Last updated: 2026-03-17
Runtime metrics show live health of each environment and instance.
What you can filter by
- Environment (prod / staging / preview)
- Instance (latest or older)
- Status (running vs stopped)
What you can see
- Requests, latency, errors
- CPU and memory
- Egress and bandwidth
Reading runtime metrics effectively
- Start with error rate and latency to detect user impact first.
- Correlate with CPU/memory to decide scale vs code fix.
- Compare across environments (
stagingvsprod) after each deployment. - Check instance-level divergence to detect one unhealthy replica.

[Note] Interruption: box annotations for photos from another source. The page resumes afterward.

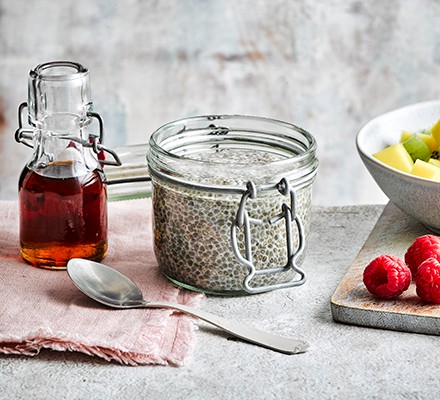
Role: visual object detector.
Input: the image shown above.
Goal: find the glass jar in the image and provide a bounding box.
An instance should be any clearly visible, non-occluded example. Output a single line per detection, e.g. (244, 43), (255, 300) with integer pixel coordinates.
(147, 115), (318, 295)
(16, 61), (120, 269)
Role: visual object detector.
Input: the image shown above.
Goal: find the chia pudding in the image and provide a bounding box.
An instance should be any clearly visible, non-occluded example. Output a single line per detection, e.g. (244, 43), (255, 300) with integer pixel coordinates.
(148, 114), (317, 295)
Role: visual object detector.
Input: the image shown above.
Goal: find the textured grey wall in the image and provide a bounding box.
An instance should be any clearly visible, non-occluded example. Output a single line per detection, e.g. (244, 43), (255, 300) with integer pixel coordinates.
(0, 0), (440, 205)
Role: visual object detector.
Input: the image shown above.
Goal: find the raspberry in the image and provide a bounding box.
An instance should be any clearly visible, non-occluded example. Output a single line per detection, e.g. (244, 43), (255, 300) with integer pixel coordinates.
(416, 258), (440, 304)
(363, 254), (411, 299)
(405, 235), (440, 279)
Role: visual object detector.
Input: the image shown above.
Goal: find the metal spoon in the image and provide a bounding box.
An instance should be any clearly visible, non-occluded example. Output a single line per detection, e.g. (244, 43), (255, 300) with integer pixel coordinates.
(67, 258), (309, 354)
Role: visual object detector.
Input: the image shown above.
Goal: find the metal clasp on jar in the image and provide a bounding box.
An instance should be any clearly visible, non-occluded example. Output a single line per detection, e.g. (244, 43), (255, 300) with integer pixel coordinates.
(231, 178), (306, 293)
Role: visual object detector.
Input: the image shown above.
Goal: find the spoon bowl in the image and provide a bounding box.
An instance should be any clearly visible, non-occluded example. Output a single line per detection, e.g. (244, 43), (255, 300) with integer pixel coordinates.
(67, 258), (309, 354)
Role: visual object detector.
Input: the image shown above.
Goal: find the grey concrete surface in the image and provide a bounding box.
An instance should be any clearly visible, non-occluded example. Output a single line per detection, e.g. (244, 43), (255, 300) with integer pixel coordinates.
(0, 205), (440, 400)
(0, 0), (440, 205)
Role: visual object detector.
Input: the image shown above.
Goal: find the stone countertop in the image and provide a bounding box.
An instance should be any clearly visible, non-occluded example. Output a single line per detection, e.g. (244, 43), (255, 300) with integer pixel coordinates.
(0, 205), (440, 400)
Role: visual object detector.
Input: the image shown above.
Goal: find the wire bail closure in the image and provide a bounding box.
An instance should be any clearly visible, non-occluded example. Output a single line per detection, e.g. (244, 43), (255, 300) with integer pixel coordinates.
(15, 102), (122, 166)
(231, 178), (306, 294)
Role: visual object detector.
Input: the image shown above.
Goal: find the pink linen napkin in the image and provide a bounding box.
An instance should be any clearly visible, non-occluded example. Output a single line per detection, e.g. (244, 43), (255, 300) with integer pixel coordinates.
(0, 199), (203, 366)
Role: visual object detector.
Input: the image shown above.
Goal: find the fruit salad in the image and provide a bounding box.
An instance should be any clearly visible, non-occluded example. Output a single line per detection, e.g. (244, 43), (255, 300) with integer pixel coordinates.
(373, 120), (440, 181)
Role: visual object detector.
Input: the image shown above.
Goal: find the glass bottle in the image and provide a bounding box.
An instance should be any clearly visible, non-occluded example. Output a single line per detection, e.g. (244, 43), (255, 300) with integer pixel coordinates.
(16, 61), (118, 269)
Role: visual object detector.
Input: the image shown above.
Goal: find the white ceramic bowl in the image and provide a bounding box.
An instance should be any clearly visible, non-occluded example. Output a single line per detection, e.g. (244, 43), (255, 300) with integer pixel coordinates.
(356, 101), (440, 233)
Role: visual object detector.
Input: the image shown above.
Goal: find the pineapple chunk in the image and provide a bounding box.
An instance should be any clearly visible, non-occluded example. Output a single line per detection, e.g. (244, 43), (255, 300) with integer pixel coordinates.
(428, 158), (440, 168)
(400, 131), (440, 151)
(373, 143), (414, 172)
(410, 160), (440, 181)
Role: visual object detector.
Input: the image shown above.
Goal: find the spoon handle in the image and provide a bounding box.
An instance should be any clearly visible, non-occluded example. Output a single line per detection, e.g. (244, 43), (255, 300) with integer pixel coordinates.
(143, 302), (309, 354)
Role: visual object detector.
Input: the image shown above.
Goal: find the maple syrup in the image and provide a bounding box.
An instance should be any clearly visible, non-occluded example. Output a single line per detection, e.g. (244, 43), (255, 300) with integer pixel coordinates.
(15, 61), (121, 269)
(19, 163), (107, 269)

Suggested SLO starter targets
| Metric | Starter target |
| --- | --- |
| Availability | >= 99.9% monthly |
| p95 latency | <= 500 ms for critical APIs |
| 5xx error rate | < 1% sustained |
| Restart loops | 0 recurring loops |
Troubleshooting
No data
- Confirm the instance is receiving traffic
- Wait for metrics sampling interval
Latency up but CPU normal
- Inspect downstream dependencies and network path (DB/API/DNS).
Errors up right after deploy
- Compare with previous deployment and rollback if needed.